Porque la novedad de la Nouvelle Vague podía serlo para los socios de los cineclubs o para los críticos anquilosados, pero no lo era para los espectadores de cine por las buenas, para los que, despreocupados de una crítica inepta seguían acudiendo a las salas de espectáculos a ver películas cinematográficas, al margen de su mensaje, de sus simbolismos, de su alienación: a gozar con la visión de unos seres humanos que resolvían sus problemas y los vivían ante ellos. Entonces fue cuando los críticos – aprovechando cierta frase entonces muy en boga en Francia- llamaron “cinema de papá” a lo que hasta entonces habían adorado; naturalmente, en la confusión calificaron sí a ciertas películas que, si eran algo, eran antecedentes clarísimos de la postura de la Nouvelle Vague.
La gran diferencia del cine de los Nouvelle Vague con el cine, que a su aparición en las pantallas, constituía el “non plus ultra” para los habituales críticos franceses, estaba en que los de la Nouvelle Vague hacían cine como respiraban, lo llevaban en la sangre y tenían que darle salida a través del cine. Sus películas no podían entenderse más que en la película, proyectándose en una pantalla, y nunca constituyendo cualquier otro medio de expresión.
Estaban hechos para el cine y para expresar en cine, con arreglo a una prosodia, una sintaxis, una gramática cinematográfica. Y no porque fuesen a escribir con la cámara – se inventó entonces, también, aquello de la “caméra stylo”-, que sería una forma de hacer literatura, sino porque querían vivir a través de lo que la cámara recogía.
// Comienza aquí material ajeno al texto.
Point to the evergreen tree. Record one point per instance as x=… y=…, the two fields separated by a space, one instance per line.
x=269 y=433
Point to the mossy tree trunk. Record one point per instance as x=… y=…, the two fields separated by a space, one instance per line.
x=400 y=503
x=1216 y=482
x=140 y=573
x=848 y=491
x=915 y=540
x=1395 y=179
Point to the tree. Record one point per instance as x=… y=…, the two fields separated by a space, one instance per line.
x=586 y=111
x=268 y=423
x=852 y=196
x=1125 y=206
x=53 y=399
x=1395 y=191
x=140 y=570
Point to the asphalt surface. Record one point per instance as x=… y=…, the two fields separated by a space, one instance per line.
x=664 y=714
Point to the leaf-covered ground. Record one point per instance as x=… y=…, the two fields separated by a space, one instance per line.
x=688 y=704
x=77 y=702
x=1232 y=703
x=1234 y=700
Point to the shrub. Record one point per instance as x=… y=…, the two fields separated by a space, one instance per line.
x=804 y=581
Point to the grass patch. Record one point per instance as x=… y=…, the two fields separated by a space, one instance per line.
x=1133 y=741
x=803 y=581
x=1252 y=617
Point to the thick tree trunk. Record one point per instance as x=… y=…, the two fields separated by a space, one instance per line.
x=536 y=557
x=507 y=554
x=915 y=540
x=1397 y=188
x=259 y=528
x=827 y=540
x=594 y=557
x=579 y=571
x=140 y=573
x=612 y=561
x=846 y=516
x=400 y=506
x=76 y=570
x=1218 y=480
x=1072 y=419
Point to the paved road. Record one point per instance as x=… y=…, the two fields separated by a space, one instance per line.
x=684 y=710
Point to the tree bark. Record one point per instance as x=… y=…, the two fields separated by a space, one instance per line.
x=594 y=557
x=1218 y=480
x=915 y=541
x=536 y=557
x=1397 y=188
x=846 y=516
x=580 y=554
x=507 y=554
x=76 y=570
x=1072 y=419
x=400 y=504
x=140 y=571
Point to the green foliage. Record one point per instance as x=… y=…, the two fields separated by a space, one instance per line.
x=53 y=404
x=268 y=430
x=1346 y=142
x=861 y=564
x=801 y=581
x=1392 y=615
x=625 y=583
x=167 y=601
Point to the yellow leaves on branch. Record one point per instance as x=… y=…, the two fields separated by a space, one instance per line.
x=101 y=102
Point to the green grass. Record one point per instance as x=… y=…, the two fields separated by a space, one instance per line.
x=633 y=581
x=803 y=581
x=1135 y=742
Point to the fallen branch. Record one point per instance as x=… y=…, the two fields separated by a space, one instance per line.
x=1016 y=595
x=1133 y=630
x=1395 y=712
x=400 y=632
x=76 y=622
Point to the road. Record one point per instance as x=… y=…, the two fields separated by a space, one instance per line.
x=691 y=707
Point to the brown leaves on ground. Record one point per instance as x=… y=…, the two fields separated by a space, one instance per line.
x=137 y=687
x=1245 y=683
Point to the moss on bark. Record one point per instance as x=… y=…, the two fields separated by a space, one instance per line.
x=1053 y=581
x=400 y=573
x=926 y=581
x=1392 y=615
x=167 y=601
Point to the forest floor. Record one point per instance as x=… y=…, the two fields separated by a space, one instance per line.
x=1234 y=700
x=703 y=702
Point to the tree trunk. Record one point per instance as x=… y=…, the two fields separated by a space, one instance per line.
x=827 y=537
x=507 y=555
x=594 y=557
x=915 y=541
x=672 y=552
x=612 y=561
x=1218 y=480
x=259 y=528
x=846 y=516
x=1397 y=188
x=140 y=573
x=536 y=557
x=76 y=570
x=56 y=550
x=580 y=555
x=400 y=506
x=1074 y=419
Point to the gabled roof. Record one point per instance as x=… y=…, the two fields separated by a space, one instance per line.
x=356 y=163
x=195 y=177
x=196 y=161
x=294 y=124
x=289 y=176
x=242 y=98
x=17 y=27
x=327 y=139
Buscaban la realidad cinematográfica, única manera de recoger la realidad, pero no se preocupaban por obtenerla a través de la reglas previas del realismo, máxime cuando ese realismo venía condicionado por falsillas ajenas al cine: política o literatura.
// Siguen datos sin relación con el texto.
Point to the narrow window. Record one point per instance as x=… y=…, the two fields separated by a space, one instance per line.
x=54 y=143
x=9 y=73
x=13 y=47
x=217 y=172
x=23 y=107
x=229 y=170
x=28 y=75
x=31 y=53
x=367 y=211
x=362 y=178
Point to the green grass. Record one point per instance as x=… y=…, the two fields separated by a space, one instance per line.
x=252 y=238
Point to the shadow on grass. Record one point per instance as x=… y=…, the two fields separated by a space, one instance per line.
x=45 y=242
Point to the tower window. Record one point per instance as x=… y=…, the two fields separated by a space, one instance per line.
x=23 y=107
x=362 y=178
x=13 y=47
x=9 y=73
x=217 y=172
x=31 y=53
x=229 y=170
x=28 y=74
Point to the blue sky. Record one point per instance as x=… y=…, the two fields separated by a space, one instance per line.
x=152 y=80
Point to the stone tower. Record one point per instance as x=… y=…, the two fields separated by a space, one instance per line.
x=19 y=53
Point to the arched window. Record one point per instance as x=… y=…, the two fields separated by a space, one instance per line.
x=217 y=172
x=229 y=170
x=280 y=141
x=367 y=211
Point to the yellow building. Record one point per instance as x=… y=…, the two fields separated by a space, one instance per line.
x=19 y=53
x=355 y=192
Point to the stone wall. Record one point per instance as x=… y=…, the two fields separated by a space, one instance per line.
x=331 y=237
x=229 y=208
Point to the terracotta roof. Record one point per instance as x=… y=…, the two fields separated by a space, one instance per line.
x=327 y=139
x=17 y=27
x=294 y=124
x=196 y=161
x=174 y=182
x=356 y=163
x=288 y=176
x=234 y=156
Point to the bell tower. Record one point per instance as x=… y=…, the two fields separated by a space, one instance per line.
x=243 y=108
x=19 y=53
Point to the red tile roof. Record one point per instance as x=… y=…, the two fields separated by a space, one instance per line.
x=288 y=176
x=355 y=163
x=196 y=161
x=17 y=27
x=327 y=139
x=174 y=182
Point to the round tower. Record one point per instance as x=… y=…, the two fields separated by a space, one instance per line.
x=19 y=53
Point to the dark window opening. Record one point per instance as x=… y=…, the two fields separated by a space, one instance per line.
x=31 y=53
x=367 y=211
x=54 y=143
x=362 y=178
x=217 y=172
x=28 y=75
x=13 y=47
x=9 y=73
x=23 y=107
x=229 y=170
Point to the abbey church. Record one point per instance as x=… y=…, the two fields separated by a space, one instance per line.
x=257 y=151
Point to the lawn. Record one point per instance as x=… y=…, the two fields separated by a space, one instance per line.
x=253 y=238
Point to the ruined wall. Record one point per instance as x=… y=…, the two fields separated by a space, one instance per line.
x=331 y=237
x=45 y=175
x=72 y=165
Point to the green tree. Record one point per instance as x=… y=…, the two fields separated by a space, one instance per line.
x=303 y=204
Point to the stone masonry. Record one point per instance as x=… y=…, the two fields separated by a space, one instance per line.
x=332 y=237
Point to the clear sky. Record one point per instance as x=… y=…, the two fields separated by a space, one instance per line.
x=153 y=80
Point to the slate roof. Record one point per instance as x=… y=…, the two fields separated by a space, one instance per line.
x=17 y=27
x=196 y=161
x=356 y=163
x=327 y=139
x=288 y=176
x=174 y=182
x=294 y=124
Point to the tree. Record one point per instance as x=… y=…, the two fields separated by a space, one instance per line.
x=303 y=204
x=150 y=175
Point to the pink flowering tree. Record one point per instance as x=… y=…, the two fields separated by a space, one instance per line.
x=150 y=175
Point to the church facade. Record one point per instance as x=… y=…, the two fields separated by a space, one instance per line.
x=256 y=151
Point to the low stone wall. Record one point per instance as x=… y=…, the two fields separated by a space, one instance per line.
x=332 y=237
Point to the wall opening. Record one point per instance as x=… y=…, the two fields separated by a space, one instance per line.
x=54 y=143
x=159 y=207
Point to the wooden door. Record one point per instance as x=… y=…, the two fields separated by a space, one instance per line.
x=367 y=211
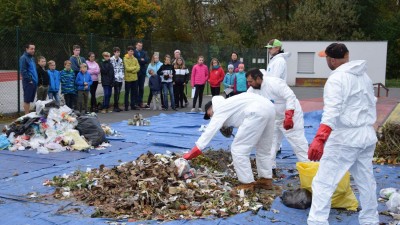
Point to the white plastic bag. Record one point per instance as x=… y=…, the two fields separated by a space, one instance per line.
x=182 y=166
x=394 y=203
x=387 y=192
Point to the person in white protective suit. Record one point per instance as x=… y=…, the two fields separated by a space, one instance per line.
x=254 y=116
x=277 y=65
x=289 y=119
x=347 y=131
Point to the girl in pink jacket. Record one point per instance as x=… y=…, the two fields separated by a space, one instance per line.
x=198 y=81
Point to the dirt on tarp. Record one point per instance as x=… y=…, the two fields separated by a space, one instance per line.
x=388 y=147
x=148 y=189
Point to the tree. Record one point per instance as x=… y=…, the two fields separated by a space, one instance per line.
x=325 y=20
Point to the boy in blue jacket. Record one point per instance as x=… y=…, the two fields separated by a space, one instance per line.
x=68 y=88
x=83 y=82
x=54 y=82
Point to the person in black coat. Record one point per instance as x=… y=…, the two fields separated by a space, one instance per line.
x=107 y=80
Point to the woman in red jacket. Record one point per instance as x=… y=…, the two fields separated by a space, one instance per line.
x=217 y=75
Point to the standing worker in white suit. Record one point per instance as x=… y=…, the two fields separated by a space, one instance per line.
x=347 y=131
x=289 y=121
x=254 y=116
x=277 y=65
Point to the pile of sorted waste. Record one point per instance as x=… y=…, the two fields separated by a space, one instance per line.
x=53 y=129
x=388 y=146
x=138 y=120
x=151 y=188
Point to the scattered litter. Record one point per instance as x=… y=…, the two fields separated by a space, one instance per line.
x=149 y=188
x=298 y=199
x=138 y=120
x=54 y=129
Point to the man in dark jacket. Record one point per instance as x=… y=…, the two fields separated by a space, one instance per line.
x=107 y=80
x=143 y=60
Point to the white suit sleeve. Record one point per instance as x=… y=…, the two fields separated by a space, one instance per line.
x=213 y=127
x=286 y=93
x=333 y=98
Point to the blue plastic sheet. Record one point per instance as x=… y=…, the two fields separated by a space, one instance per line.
x=174 y=132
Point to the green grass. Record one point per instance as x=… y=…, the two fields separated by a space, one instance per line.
x=395 y=83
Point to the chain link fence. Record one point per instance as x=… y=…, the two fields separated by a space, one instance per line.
x=58 y=47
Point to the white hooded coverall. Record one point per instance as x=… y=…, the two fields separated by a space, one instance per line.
x=277 y=91
x=350 y=110
x=254 y=116
x=277 y=66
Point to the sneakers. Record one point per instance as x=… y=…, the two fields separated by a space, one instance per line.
x=264 y=183
x=246 y=187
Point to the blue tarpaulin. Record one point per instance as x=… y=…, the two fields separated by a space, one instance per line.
x=23 y=172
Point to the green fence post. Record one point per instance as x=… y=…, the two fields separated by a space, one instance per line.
x=18 y=74
x=91 y=42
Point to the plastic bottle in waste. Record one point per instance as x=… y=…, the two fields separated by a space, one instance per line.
x=191 y=173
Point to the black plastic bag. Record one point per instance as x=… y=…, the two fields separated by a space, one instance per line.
x=90 y=128
x=298 y=199
x=45 y=110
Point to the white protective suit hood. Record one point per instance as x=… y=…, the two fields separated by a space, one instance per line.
x=357 y=67
x=277 y=66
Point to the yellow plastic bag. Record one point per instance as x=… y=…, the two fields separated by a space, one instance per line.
x=343 y=197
En realidad, sus maestros tampoco estaban muy lejos. En algunos casos, estaban en las pantallas: Hitchcock, Ford, Hawks, etc. Estaban en la lista “oficial” de los críticos habituales, Rossellini, aunque acaso tergiversando o acusado ya de “decadencia”. Estaban al alcance de su mano, Renoir, “condenado a muerte” por la crítica, que no había sabido la vida, la esperanza y el saber que encerraban, por ejemplo, “Elena y los hombres” o “French Can Can”. Sus maestros eran uno solo: el cine, el buen cine, bastándose a si mismo cuando lo hacen gentes que lo llevan en la sangre. La Nouvelle Vague hacía renacer en Europa el cine hecho para el cine.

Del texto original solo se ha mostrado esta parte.